Clicking the link will temporarily lock the landing zone for read-only access
and start the validation process in the background. Duration of validation
depends on the amount of files in your zone. You can monitor the status of this
process in the landing zone list view. You will also receive an alert once the
validation is done. In the validation phase, missing iRODS checksums are also
calculated so they can be compared to the corresponding .md5
files.
If the validation was successful, your landing zone will return to the
ACTIVE
status and restore your write access. You can then upload more files
or go ahead with moving your files into the read-only sample data repository.
If an error is encountered during validation, the landing zone status is set
to FAILED
. The Status Info field in the landing zone list will contain
details of what failed. In most cases, these fall into the following categories:
File checksum does not match the accompanying MD5 checksum file.
An MD5 checksum file is missing.
An MD5 checksum file is present but the related file is missing.
At this point you can go back to fix the problems with your files and retry validation again.
Moving Files
Once you have finished uploading files into your landing zone and wish to transfer the files into the read-only sample data repository, you should open the dropdown next to your landing zones and select Validate and Move. This will trigger the validation process as described above and if successful, automatically proceed to move the files under the assay. As with validation this is done in the background and you can monitor the process in the landing zone list.
Hint
If it is enabled on the SODAR server, it is also possible to trigger moving
of files by creating an empty file with a specific name under your landing
zone. By default, this file is called .sodar_validate_and_move
. If you
wish to use this feature and are unsure of how the server is configured,
contact the server administrators for further information.
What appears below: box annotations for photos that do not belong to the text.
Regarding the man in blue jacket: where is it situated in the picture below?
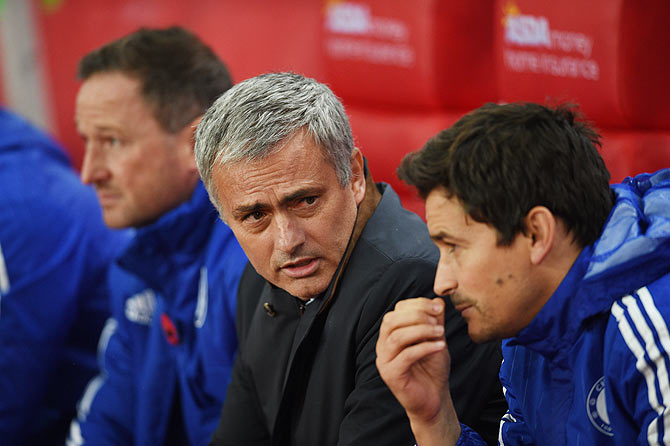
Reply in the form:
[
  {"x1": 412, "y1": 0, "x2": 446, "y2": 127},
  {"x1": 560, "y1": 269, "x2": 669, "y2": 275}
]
[
  {"x1": 377, "y1": 104, "x2": 670, "y2": 446},
  {"x1": 0, "y1": 108, "x2": 127, "y2": 446},
  {"x1": 68, "y1": 27, "x2": 247, "y2": 446}
]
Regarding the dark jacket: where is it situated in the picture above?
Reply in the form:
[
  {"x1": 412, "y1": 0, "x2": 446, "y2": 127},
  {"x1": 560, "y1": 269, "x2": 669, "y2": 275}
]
[{"x1": 212, "y1": 183, "x2": 505, "y2": 446}]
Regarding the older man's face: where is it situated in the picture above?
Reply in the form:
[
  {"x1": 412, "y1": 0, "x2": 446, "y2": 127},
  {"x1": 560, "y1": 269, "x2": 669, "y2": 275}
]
[{"x1": 214, "y1": 131, "x2": 365, "y2": 300}]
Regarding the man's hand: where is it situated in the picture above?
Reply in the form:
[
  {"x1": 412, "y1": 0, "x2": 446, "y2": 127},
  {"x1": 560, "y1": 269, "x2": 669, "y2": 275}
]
[{"x1": 377, "y1": 297, "x2": 460, "y2": 446}]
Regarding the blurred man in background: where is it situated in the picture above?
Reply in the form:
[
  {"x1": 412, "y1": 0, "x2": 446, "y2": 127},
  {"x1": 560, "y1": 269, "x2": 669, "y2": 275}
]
[
  {"x1": 0, "y1": 108, "x2": 128, "y2": 446},
  {"x1": 196, "y1": 73, "x2": 505, "y2": 446},
  {"x1": 377, "y1": 104, "x2": 670, "y2": 446},
  {"x1": 68, "y1": 27, "x2": 247, "y2": 446}
]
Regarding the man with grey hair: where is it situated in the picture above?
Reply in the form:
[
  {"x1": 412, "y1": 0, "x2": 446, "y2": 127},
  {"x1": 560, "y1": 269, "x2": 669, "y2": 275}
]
[{"x1": 195, "y1": 73, "x2": 505, "y2": 446}]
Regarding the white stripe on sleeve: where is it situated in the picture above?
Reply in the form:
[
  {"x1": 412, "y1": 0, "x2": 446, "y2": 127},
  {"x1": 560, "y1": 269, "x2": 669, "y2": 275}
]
[{"x1": 612, "y1": 291, "x2": 670, "y2": 445}]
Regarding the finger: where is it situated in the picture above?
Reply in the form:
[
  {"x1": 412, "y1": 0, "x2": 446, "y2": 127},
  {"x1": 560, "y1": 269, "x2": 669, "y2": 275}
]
[
  {"x1": 376, "y1": 324, "x2": 444, "y2": 361},
  {"x1": 376, "y1": 339, "x2": 447, "y2": 378},
  {"x1": 394, "y1": 297, "x2": 444, "y2": 316},
  {"x1": 380, "y1": 298, "x2": 444, "y2": 336}
]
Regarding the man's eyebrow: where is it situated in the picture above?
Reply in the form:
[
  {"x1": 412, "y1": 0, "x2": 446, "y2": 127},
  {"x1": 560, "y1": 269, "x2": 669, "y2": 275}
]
[
  {"x1": 232, "y1": 202, "x2": 267, "y2": 217},
  {"x1": 281, "y1": 187, "x2": 321, "y2": 206},
  {"x1": 430, "y1": 231, "x2": 463, "y2": 242}
]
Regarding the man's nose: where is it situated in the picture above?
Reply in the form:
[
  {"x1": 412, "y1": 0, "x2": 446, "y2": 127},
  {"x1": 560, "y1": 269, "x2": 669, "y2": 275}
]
[
  {"x1": 275, "y1": 215, "x2": 305, "y2": 254},
  {"x1": 81, "y1": 144, "x2": 109, "y2": 184},
  {"x1": 433, "y1": 260, "x2": 458, "y2": 296}
]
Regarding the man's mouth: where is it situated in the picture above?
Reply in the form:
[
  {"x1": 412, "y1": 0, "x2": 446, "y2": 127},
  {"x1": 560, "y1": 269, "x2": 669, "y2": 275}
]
[{"x1": 281, "y1": 257, "x2": 319, "y2": 279}]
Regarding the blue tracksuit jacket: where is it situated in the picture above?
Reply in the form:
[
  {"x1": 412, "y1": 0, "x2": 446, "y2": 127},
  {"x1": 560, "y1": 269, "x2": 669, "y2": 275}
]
[
  {"x1": 500, "y1": 170, "x2": 670, "y2": 446},
  {"x1": 459, "y1": 169, "x2": 670, "y2": 446},
  {"x1": 0, "y1": 108, "x2": 127, "y2": 446},
  {"x1": 68, "y1": 184, "x2": 247, "y2": 446}
]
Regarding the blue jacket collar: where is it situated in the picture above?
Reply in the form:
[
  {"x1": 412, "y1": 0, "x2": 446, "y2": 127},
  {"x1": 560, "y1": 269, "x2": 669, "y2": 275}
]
[{"x1": 508, "y1": 169, "x2": 670, "y2": 359}]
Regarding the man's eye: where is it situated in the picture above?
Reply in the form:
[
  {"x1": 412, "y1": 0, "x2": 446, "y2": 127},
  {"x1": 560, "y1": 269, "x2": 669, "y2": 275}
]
[
  {"x1": 244, "y1": 211, "x2": 263, "y2": 221},
  {"x1": 102, "y1": 136, "x2": 121, "y2": 149}
]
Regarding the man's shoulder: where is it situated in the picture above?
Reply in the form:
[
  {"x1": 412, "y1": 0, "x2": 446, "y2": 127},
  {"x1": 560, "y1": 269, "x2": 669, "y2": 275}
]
[{"x1": 357, "y1": 185, "x2": 439, "y2": 263}]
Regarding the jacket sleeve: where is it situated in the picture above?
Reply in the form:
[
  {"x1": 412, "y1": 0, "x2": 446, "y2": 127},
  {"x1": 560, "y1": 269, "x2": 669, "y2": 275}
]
[
  {"x1": 338, "y1": 259, "x2": 504, "y2": 446},
  {"x1": 499, "y1": 346, "x2": 536, "y2": 446},
  {"x1": 605, "y1": 275, "x2": 670, "y2": 445},
  {"x1": 0, "y1": 163, "x2": 121, "y2": 444},
  {"x1": 209, "y1": 263, "x2": 270, "y2": 446},
  {"x1": 67, "y1": 268, "x2": 136, "y2": 446}
]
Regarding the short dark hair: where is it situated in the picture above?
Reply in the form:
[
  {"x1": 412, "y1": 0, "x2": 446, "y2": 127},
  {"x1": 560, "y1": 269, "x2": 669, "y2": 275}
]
[
  {"x1": 398, "y1": 103, "x2": 614, "y2": 246},
  {"x1": 77, "y1": 26, "x2": 232, "y2": 133}
]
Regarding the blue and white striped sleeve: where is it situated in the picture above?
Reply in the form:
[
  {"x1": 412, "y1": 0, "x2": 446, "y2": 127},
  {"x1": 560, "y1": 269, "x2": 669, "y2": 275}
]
[{"x1": 605, "y1": 276, "x2": 670, "y2": 445}]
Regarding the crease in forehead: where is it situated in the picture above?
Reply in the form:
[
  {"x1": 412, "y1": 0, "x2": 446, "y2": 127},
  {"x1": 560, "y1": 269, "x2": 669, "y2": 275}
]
[{"x1": 214, "y1": 127, "x2": 329, "y2": 174}]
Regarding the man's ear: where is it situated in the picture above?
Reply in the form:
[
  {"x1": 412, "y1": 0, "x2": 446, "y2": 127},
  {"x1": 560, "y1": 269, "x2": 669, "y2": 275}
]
[
  {"x1": 525, "y1": 206, "x2": 556, "y2": 265},
  {"x1": 177, "y1": 115, "x2": 202, "y2": 172},
  {"x1": 351, "y1": 147, "x2": 365, "y2": 206}
]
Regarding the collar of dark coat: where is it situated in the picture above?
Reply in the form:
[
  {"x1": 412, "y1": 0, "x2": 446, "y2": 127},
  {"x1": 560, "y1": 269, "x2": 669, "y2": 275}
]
[{"x1": 319, "y1": 159, "x2": 382, "y2": 313}]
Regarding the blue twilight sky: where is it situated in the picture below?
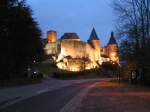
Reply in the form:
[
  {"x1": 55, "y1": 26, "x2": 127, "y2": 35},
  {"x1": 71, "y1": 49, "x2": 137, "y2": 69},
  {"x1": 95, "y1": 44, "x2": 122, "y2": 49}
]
[{"x1": 27, "y1": 0, "x2": 115, "y2": 46}]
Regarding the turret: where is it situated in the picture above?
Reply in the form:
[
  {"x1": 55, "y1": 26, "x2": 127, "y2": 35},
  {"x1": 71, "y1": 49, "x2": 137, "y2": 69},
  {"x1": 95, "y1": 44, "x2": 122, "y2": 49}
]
[
  {"x1": 107, "y1": 32, "x2": 119, "y2": 63},
  {"x1": 88, "y1": 28, "x2": 100, "y2": 49},
  {"x1": 47, "y1": 30, "x2": 57, "y2": 42}
]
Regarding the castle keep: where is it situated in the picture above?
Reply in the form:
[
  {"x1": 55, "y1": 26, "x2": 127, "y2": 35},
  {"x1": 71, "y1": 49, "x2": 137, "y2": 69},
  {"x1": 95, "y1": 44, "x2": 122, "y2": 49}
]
[{"x1": 45, "y1": 28, "x2": 119, "y2": 71}]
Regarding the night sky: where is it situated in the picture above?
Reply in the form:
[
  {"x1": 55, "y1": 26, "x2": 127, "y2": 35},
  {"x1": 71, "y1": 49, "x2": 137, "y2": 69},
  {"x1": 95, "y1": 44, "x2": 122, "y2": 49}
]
[{"x1": 27, "y1": 0, "x2": 115, "y2": 46}]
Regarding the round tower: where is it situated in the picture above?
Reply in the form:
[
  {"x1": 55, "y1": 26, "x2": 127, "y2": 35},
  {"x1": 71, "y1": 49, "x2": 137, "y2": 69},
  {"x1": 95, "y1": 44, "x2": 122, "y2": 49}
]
[
  {"x1": 47, "y1": 31, "x2": 57, "y2": 42},
  {"x1": 88, "y1": 28, "x2": 100, "y2": 49}
]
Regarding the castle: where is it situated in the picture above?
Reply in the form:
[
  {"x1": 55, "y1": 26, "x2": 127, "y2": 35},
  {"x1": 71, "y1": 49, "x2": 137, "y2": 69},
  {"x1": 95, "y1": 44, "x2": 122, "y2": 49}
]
[{"x1": 45, "y1": 28, "x2": 119, "y2": 71}]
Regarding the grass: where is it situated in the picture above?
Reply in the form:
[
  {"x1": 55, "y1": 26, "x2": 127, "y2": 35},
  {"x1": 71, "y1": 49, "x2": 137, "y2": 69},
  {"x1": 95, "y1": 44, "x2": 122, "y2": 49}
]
[{"x1": 0, "y1": 78, "x2": 42, "y2": 88}]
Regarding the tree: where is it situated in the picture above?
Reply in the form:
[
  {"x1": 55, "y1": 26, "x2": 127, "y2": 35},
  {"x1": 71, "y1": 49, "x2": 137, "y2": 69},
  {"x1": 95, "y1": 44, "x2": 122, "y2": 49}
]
[
  {"x1": 0, "y1": 0, "x2": 43, "y2": 79},
  {"x1": 113, "y1": 0, "x2": 150, "y2": 82}
]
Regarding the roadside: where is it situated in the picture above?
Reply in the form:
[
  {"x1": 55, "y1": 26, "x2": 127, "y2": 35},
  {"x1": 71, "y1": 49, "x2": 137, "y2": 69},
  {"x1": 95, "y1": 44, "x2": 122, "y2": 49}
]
[
  {"x1": 81, "y1": 81, "x2": 150, "y2": 112},
  {"x1": 0, "y1": 79, "x2": 72, "y2": 109}
]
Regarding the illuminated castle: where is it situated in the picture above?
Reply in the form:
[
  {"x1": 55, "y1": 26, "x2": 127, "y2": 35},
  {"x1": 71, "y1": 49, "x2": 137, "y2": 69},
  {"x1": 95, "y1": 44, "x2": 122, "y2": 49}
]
[{"x1": 45, "y1": 28, "x2": 119, "y2": 71}]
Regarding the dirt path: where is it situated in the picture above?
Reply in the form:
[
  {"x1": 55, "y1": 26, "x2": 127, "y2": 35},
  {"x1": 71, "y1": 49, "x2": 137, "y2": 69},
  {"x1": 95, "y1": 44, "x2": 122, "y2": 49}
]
[{"x1": 81, "y1": 82, "x2": 150, "y2": 112}]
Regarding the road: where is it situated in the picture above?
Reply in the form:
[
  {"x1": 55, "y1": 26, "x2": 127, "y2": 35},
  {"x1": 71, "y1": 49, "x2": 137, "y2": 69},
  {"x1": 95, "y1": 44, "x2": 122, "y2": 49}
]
[{"x1": 0, "y1": 80, "x2": 97, "y2": 112}]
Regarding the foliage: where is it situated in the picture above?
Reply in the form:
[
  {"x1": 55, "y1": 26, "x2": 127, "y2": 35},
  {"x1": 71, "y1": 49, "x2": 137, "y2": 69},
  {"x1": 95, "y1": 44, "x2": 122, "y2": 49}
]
[
  {"x1": 0, "y1": 0, "x2": 43, "y2": 79},
  {"x1": 113, "y1": 0, "x2": 150, "y2": 83}
]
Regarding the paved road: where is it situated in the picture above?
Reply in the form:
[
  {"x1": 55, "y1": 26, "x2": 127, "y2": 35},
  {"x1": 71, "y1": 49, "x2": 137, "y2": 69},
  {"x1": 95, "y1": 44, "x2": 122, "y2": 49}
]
[{"x1": 0, "y1": 80, "x2": 96, "y2": 112}]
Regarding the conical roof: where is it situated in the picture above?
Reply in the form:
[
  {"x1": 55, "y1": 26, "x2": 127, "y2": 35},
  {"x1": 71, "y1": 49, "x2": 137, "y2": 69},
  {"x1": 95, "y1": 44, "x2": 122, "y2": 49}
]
[
  {"x1": 61, "y1": 33, "x2": 80, "y2": 39},
  {"x1": 89, "y1": 28, "x2": 99, "y2": 41},
  {"x1": 108, "y1": 32, "x2": 117, "y2": 45}
]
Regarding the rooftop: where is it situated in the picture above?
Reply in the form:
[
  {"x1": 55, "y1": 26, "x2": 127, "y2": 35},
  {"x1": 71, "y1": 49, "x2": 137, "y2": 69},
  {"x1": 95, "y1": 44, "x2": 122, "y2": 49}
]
[
  {"x1": 61, "y1": 33, "x2": 80, "y2": 39},
  {"x1": 89, "y1": 28, "x2": 99, "y2": 40}
]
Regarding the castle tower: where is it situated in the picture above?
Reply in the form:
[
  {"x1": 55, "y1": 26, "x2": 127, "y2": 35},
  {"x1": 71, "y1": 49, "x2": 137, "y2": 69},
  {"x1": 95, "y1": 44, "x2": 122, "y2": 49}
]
[
  {"x1": 88, "y1": 28, "x2": 100, "y2": 49},
  {"x1": 88, "y1": 28, "x2": 101, "y2": 64},
  {"x1": 107, "y1": 32, "x2": 119, "y2": 63},
  {"x1": 47, "y1": 30, "x2": 57, "y2": 42}
]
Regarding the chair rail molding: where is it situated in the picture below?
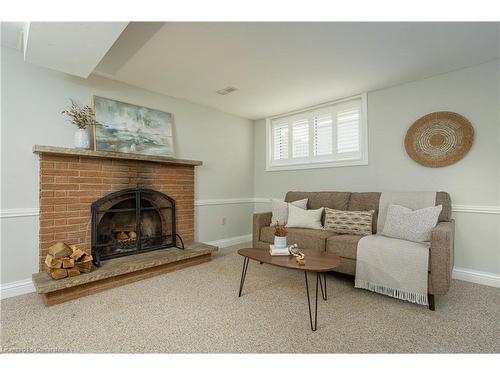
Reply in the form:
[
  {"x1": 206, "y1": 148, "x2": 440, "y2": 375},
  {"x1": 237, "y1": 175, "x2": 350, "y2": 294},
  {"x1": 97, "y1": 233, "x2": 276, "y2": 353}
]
[
  {"x1": 0, "y1": 198, "x2": 500, "y2": 219},
  {"x1": 0, "y1": 208, "x2": 40, "y2": 219},
  {"x1": 194, "y1": 198, "x2": 255, "y2": 206}
]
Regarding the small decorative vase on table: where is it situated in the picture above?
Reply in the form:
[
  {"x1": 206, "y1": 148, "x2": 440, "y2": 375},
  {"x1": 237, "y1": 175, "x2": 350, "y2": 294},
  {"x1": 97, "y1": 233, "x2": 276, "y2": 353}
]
[
  {"x1": 75, "y1": 128, "x2": 90, "y2": 149},
  {"x1": 61, "y1": 99, "x2": 98, "y2": 149},
  {"x1": 274, "y1": 224, "x2": 287, "y2": 248}
]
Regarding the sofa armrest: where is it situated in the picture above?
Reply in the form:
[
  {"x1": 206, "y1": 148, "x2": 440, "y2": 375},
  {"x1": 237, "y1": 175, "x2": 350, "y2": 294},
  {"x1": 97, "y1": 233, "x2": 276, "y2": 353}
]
[
  {"x1": 252, "y1": 212, "x2": 272, "y2": 247},
  {"x1": 429, "y1": 220, "x2": 455, "y2": 294}
]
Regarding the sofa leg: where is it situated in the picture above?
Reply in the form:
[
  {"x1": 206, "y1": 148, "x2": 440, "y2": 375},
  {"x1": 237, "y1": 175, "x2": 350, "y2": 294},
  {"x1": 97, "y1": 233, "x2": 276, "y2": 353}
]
[{"x1": 427, "y1": 294, "x2": 436, "y2": 311}]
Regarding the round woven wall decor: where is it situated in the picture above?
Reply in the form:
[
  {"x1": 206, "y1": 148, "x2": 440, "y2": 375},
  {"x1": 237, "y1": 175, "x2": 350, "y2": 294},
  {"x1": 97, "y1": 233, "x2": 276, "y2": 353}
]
[{"x1": 405, "y1": 112, "x2": 474, "y2": 168}]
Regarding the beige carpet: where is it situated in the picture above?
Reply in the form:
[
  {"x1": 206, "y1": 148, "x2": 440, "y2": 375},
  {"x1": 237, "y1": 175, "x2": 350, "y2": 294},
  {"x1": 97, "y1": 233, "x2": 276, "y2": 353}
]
[{"x1": 1, "y1": 245, "x2": 500, "y2": 353}]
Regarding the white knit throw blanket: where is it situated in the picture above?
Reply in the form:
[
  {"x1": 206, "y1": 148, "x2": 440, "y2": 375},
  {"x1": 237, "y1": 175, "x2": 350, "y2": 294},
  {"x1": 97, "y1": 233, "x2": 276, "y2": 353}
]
[{"x1": 355, "y1": 192, "x2": 436, "y2": 305}]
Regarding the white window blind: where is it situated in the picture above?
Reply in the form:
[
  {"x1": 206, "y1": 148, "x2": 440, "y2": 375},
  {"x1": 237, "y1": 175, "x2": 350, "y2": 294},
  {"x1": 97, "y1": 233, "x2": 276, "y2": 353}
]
[
  {"x1": 313, "y1": 113, "x2": 333, "y2": 156},
  {"x1": 292, "y1": 118, "x2": 309, "y2": 158},
  {"x1": 267, "y1": 95, "x2": 368, "y2": 170},
  {"x1": 337, "y1": 108, "x2": 360, "y2": 154},
  {"x1": 273, "y1": 123, "x2": 288, "y2": 160}
]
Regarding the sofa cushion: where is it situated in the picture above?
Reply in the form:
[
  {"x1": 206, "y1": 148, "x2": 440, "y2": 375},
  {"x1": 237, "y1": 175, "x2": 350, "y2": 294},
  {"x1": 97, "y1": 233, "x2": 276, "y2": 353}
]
[
  {"x1": 436, "y1": 191, "x2": 451, "y2": 221},
  {"x1": 271, "y1": 199, "x2": 307, "y2": 226},
  {"x1": 325, "y1": 208, "x2": 374, "y2": 236},
  {"x1": 260, "y1": 227, "x2": 336, "y2": 251},
  {"x1": 286, "y1": 204, "x2": 323, "y2": 229},
  {"x1": 285, "y1": 191, "x2": 351, "y2": 210},
  {"x1": 382, "y1": 204, "x2": 443, "y2": 242},
  {"x1": 326, "y1": 234, "x2": 364, "y2": 259},
  {"x1": 348, "y1": 192, "x2": 382, "y2": 233}
]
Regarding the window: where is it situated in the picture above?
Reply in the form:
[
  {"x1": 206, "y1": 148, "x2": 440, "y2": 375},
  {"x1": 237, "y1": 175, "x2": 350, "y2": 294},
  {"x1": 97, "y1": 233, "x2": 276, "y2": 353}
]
[{"x1": 267, "y1": 94, "x2": 368, "y2": 171}]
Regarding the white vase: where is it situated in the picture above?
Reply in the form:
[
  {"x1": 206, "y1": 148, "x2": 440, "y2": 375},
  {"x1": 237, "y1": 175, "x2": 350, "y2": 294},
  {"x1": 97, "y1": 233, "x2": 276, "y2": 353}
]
[
  {"x1": 274, "y1": 236, "x2": 286, "y2": 248},
  {"x1": 75, "y1": 129, "x2": 90, "y2": 149}
]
If successful, the status of your landing zone will be updated to MOVED
,
with the count of moved files excluding the MD5 checksum files. Cache update for
sample sheets is also initiated to ensure iRODS links are up-to-date in the UI.
You can then navigate to the Sample Sheets app
to view your files in the assay.
You will also receive an alert for the successful moving operation.
The landing zone is deleted after successfully moving files. The next time you view the zone list, it will no longer be displayed. To upload more files at a later time, you must create a new zone.
In case of a failure, the landing zone status is set to FAILED
along with a
description of the encountered error. The operation is rolled back, with the
files returned to your landing zone and write access enabled. Similar to
validation errors, you can then fix the reported error and retry the moving
operation.
Landing Zone Deletion
You can delete any of your landing zones by clicking Delete Zone in the landing zone dropdown. After a confirmation dialogue, the landing zone along with all associated files in iRODS will be deleted.
Warning
Deleting a landing zone can not be undone!